Of Territorialization and Transplantation: The Contradictions of a Settler Garden in South Africa

Henkel’s 1903 volume included pages of advertising at the back, including his son’s nursery in Umtata (p. XI) and another seller of imported fruit trees (p. XII)

By Derick Fay, University of California, Riverside §

Located in what is now the Eastern Cape Province of South Africa, the Haven Hotel is nested within concentric circles of settler demarcation. With changes in South African society, the projects represented by these demarcations have shifted over time. The hotel occupies a space historically designated for white recreational use within a State Forest turned Nature Reserve, which itself sits within a region formerly set aside as a “reserve” for African laborers rather than white settlers.  This essay excavates this site through a series of historical vignettes from the 1870s, prior to direct colonialism, to the late 2000s, as a way of exploring the uneven spatial and temporal (dis)continuities and spatial contradictions of settler colonialism.

The coastline of the region, most commonly known by its homeland-era designation as the Transkei (literally “across the Kei River” from the metropolitan Cape Colony), is a mosaic of rocky bluffs, sandy beaches, low dune forests and estuaries.  At the mouth of the Mbashe River stand the Cwebe and Dwesa Forests, spanning approximately 18 km of coastline, and extending inward for 3-5 km.

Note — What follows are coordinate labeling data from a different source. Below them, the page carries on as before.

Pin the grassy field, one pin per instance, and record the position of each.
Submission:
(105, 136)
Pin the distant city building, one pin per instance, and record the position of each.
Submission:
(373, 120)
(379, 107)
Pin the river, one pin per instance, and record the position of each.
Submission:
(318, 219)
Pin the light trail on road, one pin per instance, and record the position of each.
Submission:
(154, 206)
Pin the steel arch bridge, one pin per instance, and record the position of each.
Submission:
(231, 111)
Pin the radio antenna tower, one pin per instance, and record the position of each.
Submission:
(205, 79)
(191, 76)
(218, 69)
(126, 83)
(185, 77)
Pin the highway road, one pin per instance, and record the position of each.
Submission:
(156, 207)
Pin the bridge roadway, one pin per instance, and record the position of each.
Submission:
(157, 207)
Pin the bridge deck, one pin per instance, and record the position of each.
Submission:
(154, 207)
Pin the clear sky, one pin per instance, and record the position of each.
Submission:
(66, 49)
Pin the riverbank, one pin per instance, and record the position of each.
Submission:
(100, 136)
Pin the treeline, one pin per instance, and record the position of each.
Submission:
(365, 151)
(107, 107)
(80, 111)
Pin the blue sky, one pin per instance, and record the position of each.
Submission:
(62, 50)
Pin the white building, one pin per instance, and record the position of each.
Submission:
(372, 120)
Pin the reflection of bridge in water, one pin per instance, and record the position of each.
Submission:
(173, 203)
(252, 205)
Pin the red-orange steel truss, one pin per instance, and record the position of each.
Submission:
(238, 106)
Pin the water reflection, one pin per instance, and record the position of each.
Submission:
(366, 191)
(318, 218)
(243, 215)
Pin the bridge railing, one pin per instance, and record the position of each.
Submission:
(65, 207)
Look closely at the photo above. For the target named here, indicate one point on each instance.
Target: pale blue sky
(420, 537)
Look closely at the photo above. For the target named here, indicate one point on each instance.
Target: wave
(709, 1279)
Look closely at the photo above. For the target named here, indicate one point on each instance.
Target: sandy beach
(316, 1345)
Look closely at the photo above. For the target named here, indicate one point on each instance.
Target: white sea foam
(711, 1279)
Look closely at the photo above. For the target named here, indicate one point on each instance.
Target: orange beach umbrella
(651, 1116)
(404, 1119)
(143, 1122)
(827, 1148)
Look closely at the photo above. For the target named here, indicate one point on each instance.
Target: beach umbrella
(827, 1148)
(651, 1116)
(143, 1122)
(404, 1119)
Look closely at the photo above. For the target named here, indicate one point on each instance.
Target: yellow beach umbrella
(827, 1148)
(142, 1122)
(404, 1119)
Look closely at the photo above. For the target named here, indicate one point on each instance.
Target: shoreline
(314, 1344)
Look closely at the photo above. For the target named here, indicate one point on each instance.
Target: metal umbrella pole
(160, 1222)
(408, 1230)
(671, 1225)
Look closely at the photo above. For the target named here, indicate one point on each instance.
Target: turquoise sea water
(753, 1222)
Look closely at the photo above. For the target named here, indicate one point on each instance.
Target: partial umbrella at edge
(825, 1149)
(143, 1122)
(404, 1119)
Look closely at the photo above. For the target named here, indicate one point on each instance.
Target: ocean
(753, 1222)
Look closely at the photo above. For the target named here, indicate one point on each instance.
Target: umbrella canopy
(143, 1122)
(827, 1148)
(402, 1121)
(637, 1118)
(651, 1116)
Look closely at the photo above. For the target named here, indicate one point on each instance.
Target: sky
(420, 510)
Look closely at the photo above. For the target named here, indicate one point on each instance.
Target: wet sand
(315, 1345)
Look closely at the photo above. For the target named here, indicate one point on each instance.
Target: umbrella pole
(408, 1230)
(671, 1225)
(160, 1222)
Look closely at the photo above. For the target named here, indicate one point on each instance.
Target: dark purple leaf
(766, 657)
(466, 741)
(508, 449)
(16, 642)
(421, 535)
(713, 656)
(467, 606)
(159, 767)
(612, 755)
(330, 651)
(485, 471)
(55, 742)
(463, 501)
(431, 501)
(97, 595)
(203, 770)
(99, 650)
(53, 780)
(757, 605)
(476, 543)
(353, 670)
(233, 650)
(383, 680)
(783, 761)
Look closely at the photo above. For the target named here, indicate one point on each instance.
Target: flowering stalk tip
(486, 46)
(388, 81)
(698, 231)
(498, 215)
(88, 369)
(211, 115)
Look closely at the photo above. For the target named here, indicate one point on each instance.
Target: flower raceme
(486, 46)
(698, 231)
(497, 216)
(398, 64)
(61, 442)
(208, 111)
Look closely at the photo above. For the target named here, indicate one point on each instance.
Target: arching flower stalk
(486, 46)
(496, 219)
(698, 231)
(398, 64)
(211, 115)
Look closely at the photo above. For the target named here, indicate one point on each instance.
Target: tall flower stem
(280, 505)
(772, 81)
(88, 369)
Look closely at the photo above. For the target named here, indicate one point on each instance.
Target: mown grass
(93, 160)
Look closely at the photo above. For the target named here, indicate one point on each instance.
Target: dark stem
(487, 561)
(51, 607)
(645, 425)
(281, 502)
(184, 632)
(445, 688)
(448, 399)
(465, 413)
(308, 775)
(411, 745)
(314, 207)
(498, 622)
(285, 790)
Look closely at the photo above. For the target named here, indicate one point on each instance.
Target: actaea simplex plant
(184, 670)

Before any whites had settled around Cwebe, colonization was affecting the landscape.  The earliest colonial records and oral histories converge in describing the forests as a site of refuge from the upheavals brought by white settlement in the Cape Colony to the west.  The colony’s frontier had been gradually moving eastward through a series of wars over the previous century; the latest had driven the Xhosa King Sarhili east across the Kei.  One can imagine a scene from May 1878: artillery shells from a Royal Navy vessel offshore toppling trees, sending clouds of dust and fire rising over the Indian Ocean, while a band of young Xhosa men hid deep within the coastal forest known as Cwebe, after days of pursuit by British troops and their African allies.  Many of these Xhosa men would have known the forest from a more peaceful time, as part of hunting parties accompanying the now-fugitive Xhosa Chief Sarhili.  Bushbuck, reedbuck, and even buffalo could be found in the forest, but today they would only have time to check a few snares for duikers, before fleeing the eastern end of the forest, across the Ntlonyane River, to evade their pursuers.

 

Imagining Plantations, Planting Tourism, ca. 1880-1940

The colonial period brought a new zeal for commercialization of the forests that had nominally come under colonial authority after the defeat of Sarhili’s troops in 1878.  In the late 1880s, German-born forester Caesar C. Henkel visited the area following his appointment as the first Conservator of Forests for the Transkeian Territories, eager to develop the newly-acquired land.  After the war, Africans had reoccupied the pockets of grassland within the forests.  But at Cwebe, this clashed with Henkel’s vision of commercial exploitation by whites.  By the early 1890s, he called for the expulsion of Africans residing in the forests, and hailed the commercial potential of the forests and the pockets of grassland within the demarcated areas, writing that with the removals, “the Government has thus acquired most valuable areas, suitable for the cultivation of sugar-cane, coffee, tea, [and] mangos” (Henkel 1893:136, cited in Fay et al. 2002: 53).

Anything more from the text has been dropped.